Statistisch gesehen von der Anzahl der Einsätze dem DRK unterlegen, erfordert der Dienst im und am Wasser jedoch ein ebenso gutes Training. „Angesichts der Tatsache, dass sich unsere Aufgaben sowieso oft überschneiden, macht es umso mehr Sinn, in beiden Vereinen aktiv zu sein.
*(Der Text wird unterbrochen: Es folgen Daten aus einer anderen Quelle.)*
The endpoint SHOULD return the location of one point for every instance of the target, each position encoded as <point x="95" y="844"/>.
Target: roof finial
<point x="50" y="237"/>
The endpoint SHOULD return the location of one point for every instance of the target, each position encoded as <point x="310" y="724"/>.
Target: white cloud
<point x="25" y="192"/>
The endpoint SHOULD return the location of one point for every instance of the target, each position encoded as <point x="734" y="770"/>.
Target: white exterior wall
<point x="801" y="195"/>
Eine gewisse Häufigkeit der Einsätze schenkt nicht zuletzt eine routinierte Reaktion in Stresssituationen, quasi einen Qualitätsvorsprung“, betont Matthias Frick.
Das immense persönliche Einbringen der Ehrenamtlichen ist eine Sache, eine andere der hohe technische Aufwand, der betrieben werden muss, um den Rettungsdienst zu erhalten: für Material – darunter moderne Pneumatikzelte oder Pulsoxymeter -, Gerätschaften, Wartung, Reparaturen, Einsatzkleidung und Ausbildung fallen jährlich hohe Kosten an. Allein der Unterhalt des DRK-Fuhrparks mit Rettungstransportwagen (RTW), Krankentransportwagen (KTW) und einem BMW Touring, der u. a. für Sanitätsdienste und zur medizinischen Erstversorgung innerhalb Leimens eingesetzt wird, ist teuer und die Mittel sehr beschränkt. In Zusammenarbeit mit der Verwaltung der Stadt Leimen hat sich darum 1998 der Förderverein beider ehrenamtlicher Leimener Rettungsdienste DLRG und DRK, – FORL – gegründet, um sich in erster Linie um die Akquirierung finanzieller Fördermittel zu kümmern. „Ein RTW mit Equipment nach DIN würde neu rund 100.000 Euro kosten. Selbst wenn wir solche Fahrzeuge gebraucht kaufen und in Eigenregie um- und ausbauen ist das ohne Spenden gar nicht zu stemmen“, erklärt Matthias Frick.
Umso besser, dass sich der Förderverein demnächst über eine Spende mehr freuen kann: er erhält den Erlös der diesjährigen Weihnachtstombola von „Leimen Aktiv“.